The lens sounds fine.

I think I would use mostly aperture priority, but watch the shutter speed.  Even before people gather, take several test shots around the yard in various places, including shade to see if your ISO is good.  Try your flash at different power levels so you will know what to expect when the people are there.
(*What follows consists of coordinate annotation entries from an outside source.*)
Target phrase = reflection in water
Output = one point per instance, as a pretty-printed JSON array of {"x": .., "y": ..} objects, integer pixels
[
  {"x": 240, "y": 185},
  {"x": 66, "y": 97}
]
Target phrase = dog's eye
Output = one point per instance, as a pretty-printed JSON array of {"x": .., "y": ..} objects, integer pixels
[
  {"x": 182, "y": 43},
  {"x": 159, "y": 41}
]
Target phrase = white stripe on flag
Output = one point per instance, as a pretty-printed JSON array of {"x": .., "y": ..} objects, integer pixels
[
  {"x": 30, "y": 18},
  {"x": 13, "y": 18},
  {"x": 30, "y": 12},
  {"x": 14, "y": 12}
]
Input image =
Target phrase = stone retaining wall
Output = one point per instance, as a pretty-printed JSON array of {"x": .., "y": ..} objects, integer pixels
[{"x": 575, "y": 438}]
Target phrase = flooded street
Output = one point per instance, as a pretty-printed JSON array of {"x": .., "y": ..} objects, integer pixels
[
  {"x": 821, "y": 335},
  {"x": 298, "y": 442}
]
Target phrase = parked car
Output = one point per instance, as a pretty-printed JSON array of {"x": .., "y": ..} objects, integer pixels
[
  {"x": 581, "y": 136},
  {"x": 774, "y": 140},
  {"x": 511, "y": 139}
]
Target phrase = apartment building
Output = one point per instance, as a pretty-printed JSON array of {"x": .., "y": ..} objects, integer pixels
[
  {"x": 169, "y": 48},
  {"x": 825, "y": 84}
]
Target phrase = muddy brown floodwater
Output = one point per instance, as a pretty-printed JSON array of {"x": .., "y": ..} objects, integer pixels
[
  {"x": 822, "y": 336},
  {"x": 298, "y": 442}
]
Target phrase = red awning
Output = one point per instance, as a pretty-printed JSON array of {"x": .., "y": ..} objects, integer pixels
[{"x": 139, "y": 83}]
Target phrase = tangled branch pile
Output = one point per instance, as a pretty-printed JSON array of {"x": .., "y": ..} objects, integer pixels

If your sister is there early, (or some other person, such as an older sibling of the birthday girl) have that person "block" out some shots so you can see where you need to be, and how you need to use flash.


----------



## Nadie (Nov 6, 2015)

Hey! 


Designer said:


> Outdoors is not automatically good light.  If the day is sunny and bright, you probably should use flash for some fill light on people's faces, otherwise the shadows will be too much.  So no, it is of no particular advantage.
> 
> The lens sounds fine.
> 
> ...



Thanks for the advice! It was very helpful. My camera does not have a flash though, would you reccomend I go buy an external flash?


----------



## Designer (Nov 6, 2015)

That's what I have, but I don't know your budget or your willingness to devote some time to learn it. Your camera, coupled with a Canon flash can utilize the E-TTL functionality that will simplify things, and you can set the flash to fill power by using the exposure compensation feature.

If you can afford it, get this:

Canon  Speedlite 430EX II 2805B002 B&H Photo Video

Your photography will make a giant leap forward.


----------



## tirediron (Nov 6, 2015)

Perhaps it would be better to pass on this?  Based on your question, it doesn't sound to me like your confidence or skills are perhaps where they should be before accepting paid work.  Designer's right; a flash (and ideally a way to get it off of the camera) is likely to be essential for a job such as this, as will an understanding of how to position subjects to maximize the benefit of ambient light and how to combine ambient & strobed light.


----------



## charchri4 (Nov 6, 2015)

You are not a fan of the aftermarkets?  Yongnuo Speedlite YN600EX-RT for Canon Cameras YN600EX-RT B&H


----------



## beagle100 (Nov 11, 2015)

charchri4 said:


> You are not a fan of the aftermarkets?  Yongnuo Speedlite YN600EX-RT for Canon Cameras YN600EX-RT B&H



yongnuo ETTL flashes are good
 (as well as older 430exII flashes)


----------



## Dave442 (Nov 11, 2015)

I recently shot an outdoor event at the beach and did not use a speedlight. That meant that whenever someone was in a bit of shade I had to blow out the sky to have them properly exposed.  If I was being paid then I agree that having a speedlight available is just something you do. 

At the last birthday party I went to for a young kid, the photographer had processed and printed out photos of each family of guests and mounted it in a birthday themed card and gave them out not long after the birthday candles were blown out. There was a computer and small printer that an assistant was working set up in a corner.


----------